Foi nesse mesmo palco que, pouco depois, aconteceu um dos momentos altos da edição de 2022 do NOS Primavera Sound: a estreia em palcos portugueses da rapper britânica Little Simz. Sometimes I Might Be Introvert estava praticamente em todas as listas de melhores álbuns de 2021 (em muitos casos em primeiro lugar). A transposição da energia dos discos para os palcos é perfeita, com uma banda musculada de excelentes músicos a servirem as palavras de Simbi (diminutivo da música e, tambem, acrónimo do título do tal álbum de 2021). Aos 28 anos, Little Simz mostra ter total controlo sobre os timings e ritmos do seu espetáculo, sabe comunicar com o público e conquistá-lo e parece ter nascido para disparar palavras certeiras, ora num “rapanço” rápido e intenso, ora em canções mais calmas. Saímos dali com vontade de a reencontrarmos e com o feeling de que este foi o primeiro de muitos concertos em Portugal.
Mal sabíamos que o reencontro aconteceria ainda nessa mesma noite… Little Simz foi uma convidada surpresa da grande festa montada por Damon Albarn, em nome dos Gorillaz, para fechar a programação do palco maior do festival. Também Beck irrompeu pelo palco para interpretar The Valley of the Pagans. Dificilmente o NOS Primavera Sound poderia acabar melhor. Houve uma altura em que os concertos de Gorillaz foram anunciados (e concretizados) como um prodígio tecnológico, com hologramas dos bonecos que compõem a banda (2D, Noodle, Russel Hobbs e Murdoc Niccals) em palco e os músicos bem escondidos. Em boa hora, o criador dos Gorillaz (e já lá vão quase 25 anos…) optou por fazer destes concertos uma espécie de Damon Albarn e amigos, com uma super-banda em palco. As figurinhas coloridas de duas dimensões também estão, muitas vezes, presentes nos ecrãs e no fundo do palco, mas o que fica é a memória de uma grande máquina, bem afinada, de música (quase sempre) muito dançável, com êxitos que já são clássicos, como Feel Good Inc (interpretado por Kevin Mercer, dos De La Soul, que conseguiu arrancar uns poderosos “ah, ah ah, ah!” do público), Clint Eastwood ou Kids with Guns.
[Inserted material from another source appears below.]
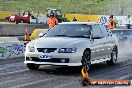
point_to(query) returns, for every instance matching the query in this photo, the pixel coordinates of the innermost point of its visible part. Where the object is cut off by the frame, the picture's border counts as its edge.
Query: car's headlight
(31, 49)
(67, 50)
Damon Albarn que, em 2013, já tinha pisado aquele palco com os Blur, parecia feliz. E nada como um (bom) músico feliz para contagiar a plateia. Nem o azar final (corte total de som nos últimos acordes, antes das despedidas) manchou minimamente uma atuação triunfal para um mar de gente.
Para a história do que não vi fica, sobretudo, um nome: Dry Cleaning. Assim, só posso imaginar que o concerto foi ainda melhor do que terá sido, e espero encontrá-los, em breve, noutros palcos. Como os mais experientes saberão, também é de desencontros que se faz a história vertiginosa dos festivais de verão.